Rata-rata mereka menguasai beberapa bahasa asing, sehingga akses untuk literatur dunia sangat memungkinkan untuk tampil sebagai kaum intelektual yang berbobot dengan wawasan yang sangat luas. Dalam pada itu patut pula dicatat dari Benda adalah penekanannya tentang moral seorang pemimpin yang harus menyatu dalam diri seorang intelektual, bukan hanya mengandalkan ilmu pengetahuan. Dari sisi ini terasa ada nilai universal yang harus diakui dan dipedomani bersama. Dengan kaca mata moral inilah kita dapat mengatakan apakah seorang intelektual berkhianat, tertipu, terpaksa, naif, atau tidak faham medan pergumulan sehingga salah mengambil langkah, misalnya.

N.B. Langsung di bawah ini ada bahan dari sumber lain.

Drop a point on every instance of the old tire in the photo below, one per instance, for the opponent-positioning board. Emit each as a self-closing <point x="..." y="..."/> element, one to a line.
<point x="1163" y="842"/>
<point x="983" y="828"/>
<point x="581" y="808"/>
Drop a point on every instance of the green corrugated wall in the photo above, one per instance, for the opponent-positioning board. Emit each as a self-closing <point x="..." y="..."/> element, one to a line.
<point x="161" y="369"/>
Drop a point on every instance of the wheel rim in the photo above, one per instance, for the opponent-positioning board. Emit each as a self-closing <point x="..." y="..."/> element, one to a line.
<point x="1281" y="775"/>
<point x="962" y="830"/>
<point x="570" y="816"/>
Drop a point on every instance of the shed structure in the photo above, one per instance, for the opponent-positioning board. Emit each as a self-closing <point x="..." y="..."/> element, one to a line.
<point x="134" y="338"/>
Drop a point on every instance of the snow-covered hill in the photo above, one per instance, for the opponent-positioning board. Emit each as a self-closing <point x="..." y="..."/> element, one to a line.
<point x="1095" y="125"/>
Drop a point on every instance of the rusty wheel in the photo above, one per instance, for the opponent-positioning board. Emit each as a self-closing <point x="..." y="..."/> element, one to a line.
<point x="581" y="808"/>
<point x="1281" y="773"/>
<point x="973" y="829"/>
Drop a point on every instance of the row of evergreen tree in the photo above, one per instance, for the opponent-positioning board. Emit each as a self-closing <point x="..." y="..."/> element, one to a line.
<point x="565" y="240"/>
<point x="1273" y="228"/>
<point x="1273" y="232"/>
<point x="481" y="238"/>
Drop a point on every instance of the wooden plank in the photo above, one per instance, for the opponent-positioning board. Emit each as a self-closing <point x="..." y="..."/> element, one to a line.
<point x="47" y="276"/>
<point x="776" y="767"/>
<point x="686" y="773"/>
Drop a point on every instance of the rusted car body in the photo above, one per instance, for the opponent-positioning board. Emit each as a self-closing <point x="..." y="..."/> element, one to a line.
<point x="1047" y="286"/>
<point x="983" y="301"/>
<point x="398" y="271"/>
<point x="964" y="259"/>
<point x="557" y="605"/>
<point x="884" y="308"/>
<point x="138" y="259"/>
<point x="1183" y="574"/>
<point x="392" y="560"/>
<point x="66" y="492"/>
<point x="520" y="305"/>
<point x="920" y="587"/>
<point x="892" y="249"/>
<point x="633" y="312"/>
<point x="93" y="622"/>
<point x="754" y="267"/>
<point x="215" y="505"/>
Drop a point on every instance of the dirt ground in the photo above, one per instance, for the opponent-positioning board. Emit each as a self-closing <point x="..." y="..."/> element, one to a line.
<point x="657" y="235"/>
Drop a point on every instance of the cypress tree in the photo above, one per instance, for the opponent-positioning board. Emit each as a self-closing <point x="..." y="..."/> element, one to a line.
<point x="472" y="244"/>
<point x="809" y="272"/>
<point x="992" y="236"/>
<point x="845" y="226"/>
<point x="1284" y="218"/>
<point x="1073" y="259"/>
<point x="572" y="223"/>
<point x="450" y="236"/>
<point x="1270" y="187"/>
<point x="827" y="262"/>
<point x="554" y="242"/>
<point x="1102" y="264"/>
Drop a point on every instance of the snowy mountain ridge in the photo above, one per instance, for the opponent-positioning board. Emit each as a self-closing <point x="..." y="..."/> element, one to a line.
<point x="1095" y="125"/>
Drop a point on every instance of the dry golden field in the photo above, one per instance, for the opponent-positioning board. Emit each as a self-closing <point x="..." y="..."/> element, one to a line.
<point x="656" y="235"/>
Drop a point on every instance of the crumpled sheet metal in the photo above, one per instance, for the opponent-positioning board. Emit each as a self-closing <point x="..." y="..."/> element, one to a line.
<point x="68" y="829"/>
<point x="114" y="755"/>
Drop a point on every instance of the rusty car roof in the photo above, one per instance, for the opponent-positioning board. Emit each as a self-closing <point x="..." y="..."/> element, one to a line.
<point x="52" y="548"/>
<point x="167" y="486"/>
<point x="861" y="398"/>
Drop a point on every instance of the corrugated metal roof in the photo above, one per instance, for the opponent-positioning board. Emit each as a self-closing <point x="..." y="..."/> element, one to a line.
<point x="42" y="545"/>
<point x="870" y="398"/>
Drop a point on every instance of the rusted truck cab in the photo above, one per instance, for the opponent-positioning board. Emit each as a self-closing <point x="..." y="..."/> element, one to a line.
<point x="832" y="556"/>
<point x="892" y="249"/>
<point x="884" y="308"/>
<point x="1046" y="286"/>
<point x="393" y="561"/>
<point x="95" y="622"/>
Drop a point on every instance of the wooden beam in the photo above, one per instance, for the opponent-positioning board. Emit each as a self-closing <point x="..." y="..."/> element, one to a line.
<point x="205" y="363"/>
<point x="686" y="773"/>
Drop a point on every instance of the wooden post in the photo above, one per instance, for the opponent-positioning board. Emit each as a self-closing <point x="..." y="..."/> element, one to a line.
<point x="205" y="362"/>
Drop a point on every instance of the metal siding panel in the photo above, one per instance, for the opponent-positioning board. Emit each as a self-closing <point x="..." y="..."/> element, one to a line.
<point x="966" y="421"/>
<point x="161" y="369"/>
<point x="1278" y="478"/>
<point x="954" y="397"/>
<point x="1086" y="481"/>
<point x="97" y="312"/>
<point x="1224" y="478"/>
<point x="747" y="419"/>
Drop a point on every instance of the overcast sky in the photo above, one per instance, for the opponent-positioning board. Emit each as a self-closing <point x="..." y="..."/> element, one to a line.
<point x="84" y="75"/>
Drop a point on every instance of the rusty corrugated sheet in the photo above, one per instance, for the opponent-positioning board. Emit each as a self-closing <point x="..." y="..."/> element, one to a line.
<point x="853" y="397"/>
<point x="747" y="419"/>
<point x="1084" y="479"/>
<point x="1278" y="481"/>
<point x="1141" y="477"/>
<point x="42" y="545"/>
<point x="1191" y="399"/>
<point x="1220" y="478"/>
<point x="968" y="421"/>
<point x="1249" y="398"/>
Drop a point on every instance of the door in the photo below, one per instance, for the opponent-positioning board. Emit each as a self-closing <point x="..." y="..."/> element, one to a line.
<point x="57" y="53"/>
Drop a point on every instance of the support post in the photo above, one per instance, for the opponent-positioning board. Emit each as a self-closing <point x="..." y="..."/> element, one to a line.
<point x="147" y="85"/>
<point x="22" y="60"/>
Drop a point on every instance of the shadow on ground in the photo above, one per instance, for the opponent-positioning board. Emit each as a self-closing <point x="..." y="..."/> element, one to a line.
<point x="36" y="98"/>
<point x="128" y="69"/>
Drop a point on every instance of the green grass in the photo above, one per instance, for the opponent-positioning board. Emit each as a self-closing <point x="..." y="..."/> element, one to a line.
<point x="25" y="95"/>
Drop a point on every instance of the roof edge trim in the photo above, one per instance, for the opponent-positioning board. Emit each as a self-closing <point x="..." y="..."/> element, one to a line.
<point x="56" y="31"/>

Kemudian atribut lain yang perlu ditambahkan bagi seorang intelektual , disamping terpelajar, dia harus mempunyai kepekaan dan komitmen terhadap masalah-masalah besar yang menyangkut manusia dan kemanusiaan, tanpa diskriminasi. Dalam ungkapan lain, hati nuraninya harus hidup, peka, dan berfungsi prima. Sekalipun dia misalnya seorang warga suatu negara, wawasan kemanusiaannya haruslah mondial, tidak dibatasi oleh dinding-dinding politik sebuah bangsa dan negara tertentu. Dengan demikian seorang intelektual sejati dalam perspektif ini tidak mungkin menganut faham "right or wrong is my country."

Dalam masalah ini memang bisa terjadi benturan dengan kaum nasionalis yang menjadikan nasionalisme sebagai sebuah ideologi negara-bangsa, bahkan sebagai agama: hidup mati untuk tanah air. Dalam masalah ini terdapat perbedaan yang mendasar antara H.A. Salim dengan Soekarno pada tahun 1920-an. Soekarno pernah menulis: "Maka tidak lebih dari wajibmu apabila kamu memperhambakan, memperbudakkan dirimu kepada Ibu Indonesia, menjadi putra yang mengikhlaskan setiamu kepadanya."

Bagi Salim kalimat semacam ini sudah melampaui batas, sebab ". Atas nama tanah air . bangsa Perancis dengan gembira melanjutkan Lodewijk XIV, penganiaya dan pengisap darah rakyat itu, menyerang, merusak, membinasakan negeri orang dan rakyat bangsa orang, sesamanya manusia."[7] Salim menekankan bahwa "Cinta kepada tanah air, agama, karena Allah Ta'ala dan menuruti perintah Allah belaka."[8] Dengan bingkai ini, menurut Salim, nasionalisme dapat dikawal oleh prinsip-prinsip moral transnedental agar tidak menjadi berhala dan imperialistik.

Untuk sejarah modern Indonesia, saya ingin mengusulkan Hatta sebagai puncak intelektual-aktivis yang tetap menjaga martabat dan kualitas moralnya sampai ke liang lahat. Tokoh-tokoh lain seperti Salim, Soekirman, Natsir, Tan Malaka, Sjahrir, Wilopo, Kasimo, Mononutu, Roem, Soedjatmoko, Herman Johanes, Palar, dan sederet nama lain yang menyusul sesudahnya.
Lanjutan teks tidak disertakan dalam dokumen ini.